Following the latest shift in global crude oil prices, the government has decided to enhance taxes on petroleum products. This move will further burden the oil consumers, especially those relying on petrol and high-speed diesel, which are widely used in cars, heavy commercial vehicles and industrial machinery.
Petroleum consumers have already been paying up to 38 percent higher price for petroleum products compared to the international pricing, as the government struggles to balance the revenue shortfall.
Among fuels consumed for transportation purposes, diesel comes on top. It is extensively used in the agriculture and transport sectors. For agriculture in Pakistan, farming and transportation are the two largest diesel consumers, however the other sectors account for a negligible share. The diesel price hike would greatly affect farmers and trigger an inflation hike as passenger travel and goods transportation becomes expensive.

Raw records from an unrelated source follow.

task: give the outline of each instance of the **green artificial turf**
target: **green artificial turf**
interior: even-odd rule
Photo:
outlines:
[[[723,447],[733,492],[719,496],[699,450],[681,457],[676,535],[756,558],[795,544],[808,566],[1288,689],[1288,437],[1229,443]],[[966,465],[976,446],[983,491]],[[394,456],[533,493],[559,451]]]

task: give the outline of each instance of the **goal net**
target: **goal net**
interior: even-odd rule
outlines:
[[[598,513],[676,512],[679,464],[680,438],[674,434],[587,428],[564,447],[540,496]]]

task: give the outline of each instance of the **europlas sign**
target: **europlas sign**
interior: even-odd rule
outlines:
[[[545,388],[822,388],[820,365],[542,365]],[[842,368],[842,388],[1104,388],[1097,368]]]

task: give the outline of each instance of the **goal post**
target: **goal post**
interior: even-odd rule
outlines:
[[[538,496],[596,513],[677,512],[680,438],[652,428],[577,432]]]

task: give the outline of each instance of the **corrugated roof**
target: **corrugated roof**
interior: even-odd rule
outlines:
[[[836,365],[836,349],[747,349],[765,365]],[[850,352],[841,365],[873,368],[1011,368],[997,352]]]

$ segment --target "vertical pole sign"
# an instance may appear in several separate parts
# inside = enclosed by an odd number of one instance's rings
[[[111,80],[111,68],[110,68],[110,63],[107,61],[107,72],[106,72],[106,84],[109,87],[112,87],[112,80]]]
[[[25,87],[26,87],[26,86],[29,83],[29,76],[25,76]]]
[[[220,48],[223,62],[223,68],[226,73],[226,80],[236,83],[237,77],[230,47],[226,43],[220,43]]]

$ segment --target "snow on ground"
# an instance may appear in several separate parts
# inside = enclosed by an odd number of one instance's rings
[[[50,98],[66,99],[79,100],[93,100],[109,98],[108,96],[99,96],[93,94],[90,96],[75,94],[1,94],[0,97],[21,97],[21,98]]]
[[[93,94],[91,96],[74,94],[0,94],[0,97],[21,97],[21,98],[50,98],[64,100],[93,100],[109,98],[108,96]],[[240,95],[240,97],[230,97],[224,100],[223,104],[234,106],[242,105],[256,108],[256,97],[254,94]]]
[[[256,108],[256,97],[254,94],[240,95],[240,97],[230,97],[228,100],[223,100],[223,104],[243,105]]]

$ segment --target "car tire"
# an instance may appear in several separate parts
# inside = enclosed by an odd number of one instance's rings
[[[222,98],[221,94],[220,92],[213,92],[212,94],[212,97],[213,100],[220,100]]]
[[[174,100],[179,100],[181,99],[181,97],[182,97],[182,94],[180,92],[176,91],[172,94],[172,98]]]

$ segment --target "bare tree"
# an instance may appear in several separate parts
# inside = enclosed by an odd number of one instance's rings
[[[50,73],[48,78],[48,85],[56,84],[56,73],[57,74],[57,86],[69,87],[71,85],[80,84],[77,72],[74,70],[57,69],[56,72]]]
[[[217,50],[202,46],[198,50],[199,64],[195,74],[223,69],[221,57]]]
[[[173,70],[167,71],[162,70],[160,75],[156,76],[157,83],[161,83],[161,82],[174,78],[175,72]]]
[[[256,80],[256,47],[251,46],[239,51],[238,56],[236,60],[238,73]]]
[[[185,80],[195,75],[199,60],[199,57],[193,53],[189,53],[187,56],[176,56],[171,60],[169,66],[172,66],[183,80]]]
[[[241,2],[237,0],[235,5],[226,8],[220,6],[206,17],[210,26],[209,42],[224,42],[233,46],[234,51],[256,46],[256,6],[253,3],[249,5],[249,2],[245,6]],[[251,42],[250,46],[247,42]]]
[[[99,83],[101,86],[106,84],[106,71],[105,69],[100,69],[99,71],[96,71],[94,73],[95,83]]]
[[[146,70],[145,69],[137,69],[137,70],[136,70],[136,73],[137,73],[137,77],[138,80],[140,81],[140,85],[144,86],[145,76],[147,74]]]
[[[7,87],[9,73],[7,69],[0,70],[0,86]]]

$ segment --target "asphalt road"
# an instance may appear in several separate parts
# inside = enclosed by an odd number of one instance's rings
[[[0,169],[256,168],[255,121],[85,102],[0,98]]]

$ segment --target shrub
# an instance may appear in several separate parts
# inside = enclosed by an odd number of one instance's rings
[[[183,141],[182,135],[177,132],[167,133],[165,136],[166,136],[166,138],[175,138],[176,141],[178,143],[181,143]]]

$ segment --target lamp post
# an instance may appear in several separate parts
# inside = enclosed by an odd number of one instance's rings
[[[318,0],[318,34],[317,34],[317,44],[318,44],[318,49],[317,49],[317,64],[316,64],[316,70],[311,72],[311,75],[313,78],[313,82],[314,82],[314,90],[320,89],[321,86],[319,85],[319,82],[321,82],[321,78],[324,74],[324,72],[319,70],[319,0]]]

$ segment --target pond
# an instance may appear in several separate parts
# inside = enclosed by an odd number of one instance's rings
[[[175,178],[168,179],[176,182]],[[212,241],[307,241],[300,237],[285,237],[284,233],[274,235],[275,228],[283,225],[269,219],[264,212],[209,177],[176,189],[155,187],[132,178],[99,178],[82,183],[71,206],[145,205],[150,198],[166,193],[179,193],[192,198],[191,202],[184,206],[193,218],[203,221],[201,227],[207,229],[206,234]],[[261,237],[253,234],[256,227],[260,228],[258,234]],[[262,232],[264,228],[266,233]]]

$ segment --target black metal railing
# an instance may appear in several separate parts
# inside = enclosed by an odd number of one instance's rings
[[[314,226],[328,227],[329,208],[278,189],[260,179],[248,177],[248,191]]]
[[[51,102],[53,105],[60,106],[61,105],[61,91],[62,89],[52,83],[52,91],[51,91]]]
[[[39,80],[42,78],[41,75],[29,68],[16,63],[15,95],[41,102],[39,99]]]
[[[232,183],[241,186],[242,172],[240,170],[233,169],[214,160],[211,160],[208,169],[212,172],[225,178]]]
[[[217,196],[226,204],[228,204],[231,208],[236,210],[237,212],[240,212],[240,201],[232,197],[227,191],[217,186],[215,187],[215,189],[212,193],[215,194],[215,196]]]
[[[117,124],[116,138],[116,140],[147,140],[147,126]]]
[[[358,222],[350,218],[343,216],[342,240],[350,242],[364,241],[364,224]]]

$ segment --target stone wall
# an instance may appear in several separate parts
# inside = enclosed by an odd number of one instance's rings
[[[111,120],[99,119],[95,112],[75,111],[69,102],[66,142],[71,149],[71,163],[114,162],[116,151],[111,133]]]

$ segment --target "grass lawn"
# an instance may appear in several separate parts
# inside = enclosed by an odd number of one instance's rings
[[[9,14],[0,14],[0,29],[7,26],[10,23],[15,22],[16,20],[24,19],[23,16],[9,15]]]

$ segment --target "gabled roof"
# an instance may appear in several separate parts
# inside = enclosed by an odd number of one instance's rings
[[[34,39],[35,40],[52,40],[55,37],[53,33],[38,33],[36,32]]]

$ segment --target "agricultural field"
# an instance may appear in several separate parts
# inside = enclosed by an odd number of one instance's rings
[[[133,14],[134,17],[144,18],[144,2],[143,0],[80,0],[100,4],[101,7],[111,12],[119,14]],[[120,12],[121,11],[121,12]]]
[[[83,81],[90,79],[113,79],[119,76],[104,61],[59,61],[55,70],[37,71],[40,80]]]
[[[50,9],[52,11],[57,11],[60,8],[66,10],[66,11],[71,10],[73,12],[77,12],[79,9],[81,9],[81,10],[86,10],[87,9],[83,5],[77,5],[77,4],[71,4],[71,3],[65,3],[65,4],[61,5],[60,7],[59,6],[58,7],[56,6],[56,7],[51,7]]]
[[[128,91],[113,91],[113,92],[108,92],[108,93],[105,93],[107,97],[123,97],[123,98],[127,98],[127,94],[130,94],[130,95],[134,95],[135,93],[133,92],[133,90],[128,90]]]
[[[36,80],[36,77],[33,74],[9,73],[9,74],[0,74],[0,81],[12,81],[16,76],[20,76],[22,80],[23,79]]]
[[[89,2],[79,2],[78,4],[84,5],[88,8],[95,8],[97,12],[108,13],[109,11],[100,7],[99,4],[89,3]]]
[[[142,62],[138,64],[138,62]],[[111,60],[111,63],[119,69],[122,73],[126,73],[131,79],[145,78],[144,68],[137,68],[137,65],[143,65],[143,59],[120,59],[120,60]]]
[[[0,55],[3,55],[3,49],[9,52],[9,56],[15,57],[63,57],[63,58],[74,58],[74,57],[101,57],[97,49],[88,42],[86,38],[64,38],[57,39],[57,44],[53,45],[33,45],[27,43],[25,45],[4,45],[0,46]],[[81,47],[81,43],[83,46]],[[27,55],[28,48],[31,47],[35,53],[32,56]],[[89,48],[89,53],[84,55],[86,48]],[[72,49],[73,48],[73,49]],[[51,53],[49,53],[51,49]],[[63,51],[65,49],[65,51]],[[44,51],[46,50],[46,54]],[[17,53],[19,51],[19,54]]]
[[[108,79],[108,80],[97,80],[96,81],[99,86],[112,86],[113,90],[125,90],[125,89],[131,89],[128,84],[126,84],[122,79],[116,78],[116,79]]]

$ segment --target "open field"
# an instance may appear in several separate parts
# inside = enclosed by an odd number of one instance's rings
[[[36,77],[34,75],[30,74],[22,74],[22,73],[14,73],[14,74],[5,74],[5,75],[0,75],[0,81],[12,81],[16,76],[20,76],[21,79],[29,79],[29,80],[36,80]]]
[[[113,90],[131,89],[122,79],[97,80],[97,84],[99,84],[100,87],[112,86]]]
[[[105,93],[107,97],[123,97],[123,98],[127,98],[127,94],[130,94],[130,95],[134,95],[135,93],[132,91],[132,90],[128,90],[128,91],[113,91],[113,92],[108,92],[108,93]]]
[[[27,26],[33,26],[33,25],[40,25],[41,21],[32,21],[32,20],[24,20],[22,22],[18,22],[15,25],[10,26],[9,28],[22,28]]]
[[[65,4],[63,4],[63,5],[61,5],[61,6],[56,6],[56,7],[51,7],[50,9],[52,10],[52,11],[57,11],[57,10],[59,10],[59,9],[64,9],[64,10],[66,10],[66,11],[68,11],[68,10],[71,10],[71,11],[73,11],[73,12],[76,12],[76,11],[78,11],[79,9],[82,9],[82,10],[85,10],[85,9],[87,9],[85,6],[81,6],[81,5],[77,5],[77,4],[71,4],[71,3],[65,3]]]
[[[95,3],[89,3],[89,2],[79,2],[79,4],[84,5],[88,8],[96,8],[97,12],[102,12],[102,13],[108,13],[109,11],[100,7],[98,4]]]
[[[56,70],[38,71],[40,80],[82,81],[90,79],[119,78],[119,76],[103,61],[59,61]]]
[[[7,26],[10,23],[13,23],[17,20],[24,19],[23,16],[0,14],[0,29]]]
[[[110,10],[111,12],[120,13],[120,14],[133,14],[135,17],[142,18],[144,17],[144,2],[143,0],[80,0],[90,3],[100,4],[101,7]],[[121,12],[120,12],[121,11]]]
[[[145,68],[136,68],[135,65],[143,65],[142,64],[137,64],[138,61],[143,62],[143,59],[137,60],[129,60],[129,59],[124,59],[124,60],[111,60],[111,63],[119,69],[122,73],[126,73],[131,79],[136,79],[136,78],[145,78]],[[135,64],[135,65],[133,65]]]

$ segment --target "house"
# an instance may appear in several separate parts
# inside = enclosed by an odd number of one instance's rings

The previous fiscal year (2016-17) was the worst for Pakistan’s oil consumers during which they paid the highest rate of general sales tax (GST) on diesel, according to a report by the Oil and Gas Regulatory Authority (OGRA).
As per the study of report, petroleum consumers paid up to Rs. 29.57 in GST on every liter of diesel during 2015-16, in addition to Rs. 6 in petroleum levy. Moreover, they paid up to Rs. 15.22 in GST on per liter of petrol, Rs. 13.18 per liter on kerosene oil and Rs. 12.21 per liter on light diesel oil (LDO), the report revealed.
But amid higher global crude oil prices, the tax on diesel was reduced to Rs. 19.39 per liter in the current fiscal year when the government tried to manage the price hike in crude prices to provide some cushion to the consumers. However, during the current year, the highest rate of GST on petrol has been Rs. 10.71 per liter, kerosene oil Rs. 2.83 and diesel Rs. 4.64. It is noteworthy to mention that the government is reportedly making over Rs. 25 billion in GST on petroleum products and Rs. 10 billion in petroleum levy every month.